Why are you all like that?
First, we are not ALL like that. Some of us simply see political correctness as both deceitful and a waste of effort.

Second, a person may say, "Don't use your Asperger's as an excuse for being annoying" because they may think that you are being annoying, that you are using your Asperger's to excuse your annoying behavior, and that they may feel this way regardless of whether or not they were allowed to get away with being annoying themselves.

Third, a person may say, "If you want friends, then you need to learn how to behave like everyone else" because they may think that your behavior is so "out there" that you drive potential friends away.

Fourth, a person may say, "Just because we both have Asperger's doesn't mean we need to be friends" simply because it's the truth. There is no imperative to be friends with anyone for any reason. People are friends because of, or in spite of, both their differences and their similarities, so just because you want to be friends with someone places no onus upon them to reciprocate.

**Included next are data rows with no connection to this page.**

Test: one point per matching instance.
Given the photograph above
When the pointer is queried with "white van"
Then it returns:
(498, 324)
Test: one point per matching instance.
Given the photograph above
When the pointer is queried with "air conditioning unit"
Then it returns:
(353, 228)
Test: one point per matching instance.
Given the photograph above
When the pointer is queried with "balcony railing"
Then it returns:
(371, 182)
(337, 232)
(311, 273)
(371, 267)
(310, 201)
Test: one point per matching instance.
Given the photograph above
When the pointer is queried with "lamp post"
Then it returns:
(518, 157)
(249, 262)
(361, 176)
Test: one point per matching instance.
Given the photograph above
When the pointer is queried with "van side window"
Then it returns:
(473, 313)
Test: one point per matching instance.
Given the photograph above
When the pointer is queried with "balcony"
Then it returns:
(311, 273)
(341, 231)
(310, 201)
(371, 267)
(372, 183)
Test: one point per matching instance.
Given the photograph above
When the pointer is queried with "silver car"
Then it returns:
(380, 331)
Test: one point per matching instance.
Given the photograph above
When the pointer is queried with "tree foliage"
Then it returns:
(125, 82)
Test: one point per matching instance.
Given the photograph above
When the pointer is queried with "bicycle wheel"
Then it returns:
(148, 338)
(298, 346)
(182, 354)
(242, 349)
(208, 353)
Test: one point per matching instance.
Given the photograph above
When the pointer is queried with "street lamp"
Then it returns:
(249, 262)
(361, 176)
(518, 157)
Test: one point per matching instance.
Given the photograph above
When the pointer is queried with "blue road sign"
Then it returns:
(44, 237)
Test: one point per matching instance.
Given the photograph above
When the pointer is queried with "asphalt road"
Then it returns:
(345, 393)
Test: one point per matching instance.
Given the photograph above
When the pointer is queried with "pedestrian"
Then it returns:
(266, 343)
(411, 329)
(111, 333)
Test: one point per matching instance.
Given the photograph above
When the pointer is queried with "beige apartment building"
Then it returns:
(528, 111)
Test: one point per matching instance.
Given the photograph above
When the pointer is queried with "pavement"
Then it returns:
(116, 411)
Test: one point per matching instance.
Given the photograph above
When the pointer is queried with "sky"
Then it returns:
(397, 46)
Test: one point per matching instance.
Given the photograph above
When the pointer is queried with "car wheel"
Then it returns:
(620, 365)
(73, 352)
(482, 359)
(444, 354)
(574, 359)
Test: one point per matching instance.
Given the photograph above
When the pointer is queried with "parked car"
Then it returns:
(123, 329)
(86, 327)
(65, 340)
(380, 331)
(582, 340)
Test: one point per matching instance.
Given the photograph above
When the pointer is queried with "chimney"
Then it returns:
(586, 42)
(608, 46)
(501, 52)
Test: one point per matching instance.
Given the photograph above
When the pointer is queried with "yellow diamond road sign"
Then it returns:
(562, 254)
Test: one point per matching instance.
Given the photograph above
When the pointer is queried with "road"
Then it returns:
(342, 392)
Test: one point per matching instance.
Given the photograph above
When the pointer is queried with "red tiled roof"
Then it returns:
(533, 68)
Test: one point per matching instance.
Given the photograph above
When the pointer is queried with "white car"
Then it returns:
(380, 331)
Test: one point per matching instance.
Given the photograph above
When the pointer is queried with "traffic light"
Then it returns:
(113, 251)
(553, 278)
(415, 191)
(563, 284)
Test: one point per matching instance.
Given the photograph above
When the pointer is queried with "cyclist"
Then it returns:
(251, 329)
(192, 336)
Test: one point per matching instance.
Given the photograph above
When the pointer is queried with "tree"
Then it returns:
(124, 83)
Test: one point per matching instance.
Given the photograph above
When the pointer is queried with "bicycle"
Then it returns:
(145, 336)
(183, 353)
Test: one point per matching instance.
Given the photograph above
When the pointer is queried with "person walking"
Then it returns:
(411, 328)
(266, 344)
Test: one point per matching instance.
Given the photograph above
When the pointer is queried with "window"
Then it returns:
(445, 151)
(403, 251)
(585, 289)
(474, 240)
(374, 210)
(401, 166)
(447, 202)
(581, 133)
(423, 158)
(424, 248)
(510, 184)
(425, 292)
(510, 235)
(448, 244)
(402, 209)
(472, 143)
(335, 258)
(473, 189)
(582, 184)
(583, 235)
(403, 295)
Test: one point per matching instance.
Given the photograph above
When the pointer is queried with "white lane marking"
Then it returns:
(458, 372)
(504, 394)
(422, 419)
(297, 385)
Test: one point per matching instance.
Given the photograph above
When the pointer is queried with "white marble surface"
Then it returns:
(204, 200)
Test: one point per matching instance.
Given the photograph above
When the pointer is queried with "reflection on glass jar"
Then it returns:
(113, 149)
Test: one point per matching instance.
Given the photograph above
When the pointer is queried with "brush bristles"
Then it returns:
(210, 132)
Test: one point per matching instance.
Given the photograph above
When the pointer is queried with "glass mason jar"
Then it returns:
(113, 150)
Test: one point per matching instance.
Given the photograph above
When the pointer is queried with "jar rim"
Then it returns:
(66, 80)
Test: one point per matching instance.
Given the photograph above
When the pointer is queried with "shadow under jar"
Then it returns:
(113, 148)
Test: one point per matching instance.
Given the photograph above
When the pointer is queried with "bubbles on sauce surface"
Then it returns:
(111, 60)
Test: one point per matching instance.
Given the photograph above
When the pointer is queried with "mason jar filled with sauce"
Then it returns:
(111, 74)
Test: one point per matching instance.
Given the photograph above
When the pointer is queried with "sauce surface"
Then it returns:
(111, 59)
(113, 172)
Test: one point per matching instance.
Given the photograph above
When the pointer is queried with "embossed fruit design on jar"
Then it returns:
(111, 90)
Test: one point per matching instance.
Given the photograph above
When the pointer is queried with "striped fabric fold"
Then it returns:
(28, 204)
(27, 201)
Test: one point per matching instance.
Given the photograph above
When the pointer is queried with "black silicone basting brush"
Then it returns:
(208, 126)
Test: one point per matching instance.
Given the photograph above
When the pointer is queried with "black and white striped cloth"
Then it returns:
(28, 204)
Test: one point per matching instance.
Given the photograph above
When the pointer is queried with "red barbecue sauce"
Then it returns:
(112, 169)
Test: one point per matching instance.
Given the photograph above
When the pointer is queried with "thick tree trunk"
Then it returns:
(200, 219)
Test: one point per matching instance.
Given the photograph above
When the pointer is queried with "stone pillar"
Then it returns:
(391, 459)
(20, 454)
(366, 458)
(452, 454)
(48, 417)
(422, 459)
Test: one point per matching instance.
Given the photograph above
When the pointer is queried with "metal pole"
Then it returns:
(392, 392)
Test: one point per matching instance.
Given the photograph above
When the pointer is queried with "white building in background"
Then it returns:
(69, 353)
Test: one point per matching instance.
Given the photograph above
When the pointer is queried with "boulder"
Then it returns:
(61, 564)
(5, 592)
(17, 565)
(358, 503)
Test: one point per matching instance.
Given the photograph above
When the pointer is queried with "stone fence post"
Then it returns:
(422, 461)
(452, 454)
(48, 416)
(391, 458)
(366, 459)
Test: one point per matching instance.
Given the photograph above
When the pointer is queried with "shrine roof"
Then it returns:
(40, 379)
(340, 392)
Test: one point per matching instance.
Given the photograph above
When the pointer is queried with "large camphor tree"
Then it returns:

Fifth, "rudeness" is in the mind of the recipient. Making eye contact is rude to some people. Others believe that being asked "Are you okay?" is rude. Still others think that it's rude to go un-noticed in a crowd. Maybe the people you think of as rude and judgmental don't intend to be that way - maybe they are sincerely trying to be helpful.

Finally, I don't know you, so I could be completely wrong about any or all of this. I don't know your "friends", either. This whole concept of "relationships" is as baffling to me as the IRS tax code, so maybe you should just ignore everything I've said in this post.